Afrikaanse kunst is een ander verhaal dan de Westerse. Niet omdat het een beter is dan het andere maar daar zijn traditioneel heel andere noties over kunst en waar dat voor zou moeten dienen. De titel van de tentoonstelling verwijst er ook naar “het Masker Moet Wel Gedanst Hebben”, een Afrikaans masker is waardeloos als het niet daadwerkelijk gebruikt is. Anders zou het namelijk enkel gemaakt zijn voor de toeristen die ook zo’n “origineel masker” willen hebben.
Per ruimte probeert Marres (curator Sophie Berrebi) een van de problematieken aan te halen die er met de ontmoeting tussen Afrikaanse kunst en de Westerse wereld is ontstaan. Dit aan de hand van de collectie van Tony Jorissen (Hasselt) die sinds 1969 Afrikaanse kunst verzameld en een collectie van ongeveer 5000 boeken daarover heeft opgebouwd. Bij elkaar een zware en complexe bedoeling dus.
Dat het complexe materie is, heeft de curator goed gezien maar zich daar ook aan vertild. De tentoonstelling is redelijk hermetisch en je moet van goede wil zijn wil de relatief grote hoeveelheid begeleidende tekst je echt toegang geven. Het is ook niet eenvoudig als je per ruimte een bepaalde problematiek wilt adresseren, die zijn er namelijk meer dan genoeg. Maar de ruimte bij Marres is beperkt.

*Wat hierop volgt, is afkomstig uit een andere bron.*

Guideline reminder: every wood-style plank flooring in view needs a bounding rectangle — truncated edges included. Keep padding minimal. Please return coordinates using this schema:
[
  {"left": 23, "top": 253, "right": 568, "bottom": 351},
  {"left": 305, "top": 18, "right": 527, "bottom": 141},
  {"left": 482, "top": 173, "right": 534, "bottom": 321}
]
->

De ontmoetingen tussen de Afrikaanse maskers en het Westen wordt in 1 geval sterk zowel inhoudelijk als formeel goed uitgebuit. Dat is de kamer met het werk van Pauline M’Barek (1979). Daar projecteerd een beamer teksten met analytische vragen over wat iets is. Ernaast staat een masker, het is simpelweg het object met zijn eigen beladenheid. De combinatie is sterk en duidt ook heel duidelijk problemen in hoe we vanuit het Westen ingaan op de Afrikaanse maskers. Iets soortgelijks gebeurt ook bij de film van Alain Resnais & Chris Marker (1921 – 2012) waarin pijnlijk duidelijk wordt hoe het Westen is omgegaan met de Afrikanen. (Overigens werd op het moment dat ik er was enkel het derde deel van de film getoond, de eerste twee delen zijn even relevant.) De werken van Sara Van der Heide (1977) en Jean-Luc Moulene (1955) zijn op zichzelf sterke werken maar zijn in deze context letterlijk en blijven in de oppervlakte hangen qua inhoudelijkheid ten opzichte van de andere werken.
Toch is het een geslaagde poging om al die problematieken te duiden in toch beperkte ruimte. Het kan je als bezoeker niet ontgaan dat er nogal wat haken en ogen aan Afrikaanse kunst zitten. Mocht het inhoudelijke aspect je ontgaan heb je in elk geval de maskers nog gezien die ook zeer de moeite waard zijn. Het zou een mooie opzet zijn om een dergelijke inhoudelijke tentoonstelling groter uit te bouwen.
Ruimte 4 – Kijken
Alain Resnais & Chris Marker – Les Statues Meurent Aussi (Beelden sterven ook) – 30minuten Film
De tentoonstelling is nog te zien tot en met 18 augustus bij Marres te Maastricht.